Ron Taylor, director of missions, Pee Dee Baptist Association, likes to tell the story of the visiting West Virginia pastor. “Bennettsville Second ministers like a church that’s much larger in size,” he said. “Every time I go to that church, there is a series of announcements about what they are doing in ministry. There is no casual Christianity at Bennettsville Second.”
Taylor laughed and said, “It amazes me that they aren’t larger in terms of numbers, but I think people are afraid to go there because it will certainly involve ministry work. This is a church that is very active in its community and in the world. [Pastor] Denny Costner promises his church that it will have the opportunity to be involved in local, state, North American, and international missions.”
Costner, who has served the church for more than 17 years, said, “We take the Great Commission literally. We believe that we should go to other places, serve in other places and tell people about the Lord.”
In 1997, Costner was in Dillon when he heard a pastor speak about missions in Honduras. “It was like God was sitting right beside me and told me to get involved. I signed up to serve.” After three years of participation, Costner and Bennettsville Second were leading the annual Honduras mission trip.
In preparation for the 2010 trip to Honduras in February, a Sunday school classroom is filled with grocery items.
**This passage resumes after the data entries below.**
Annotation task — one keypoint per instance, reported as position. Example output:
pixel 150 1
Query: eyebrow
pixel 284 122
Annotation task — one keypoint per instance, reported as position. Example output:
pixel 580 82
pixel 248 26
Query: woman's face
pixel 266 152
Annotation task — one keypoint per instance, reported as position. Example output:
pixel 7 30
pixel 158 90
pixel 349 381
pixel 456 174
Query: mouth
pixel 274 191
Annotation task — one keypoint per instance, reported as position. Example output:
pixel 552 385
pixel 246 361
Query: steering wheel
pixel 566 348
Each Monday evening, from May to December, volunteers gather to fill boxes with 22,000 pounds of clothes, medicine, and food that will be pre-shipped to Honduras. “We easily fill up a 53-foot trailer,” Costner said. This year’s Honduras trip will also include worship services in tents and building a church, utilizing a roofing crew within Bennettsville Second. The church also pays $500 toward the cost of each volunteer’s trip expenses.
“We try to keep missions and ministry in front of our people,” Costner said. “We give 13 percent to the Cooperative Program, and keep people involved, too.”
Prayer is important to the church, whose largest age group is between 25 and 45. On Wednesday nights, director of missions Taylor said, people come to the altar to specifically pray for people they know.
The church has been involved on the Gulf Coast, serving to rebuild communities after Hurricane Katrina. It is sending another team in January 2010. The church also responded to West Virginia in 2003 after serious flooding there.
Locally, Bennettsville Second provides block parties at the church and offsite. The block parties help connect the church with its community, including a public housing development about 400 feet from the church property. An active men’s ministry is always looking for opportunities to serve others in the community. Within days, men respond to meet the needs of others, most of whom are not attending the church.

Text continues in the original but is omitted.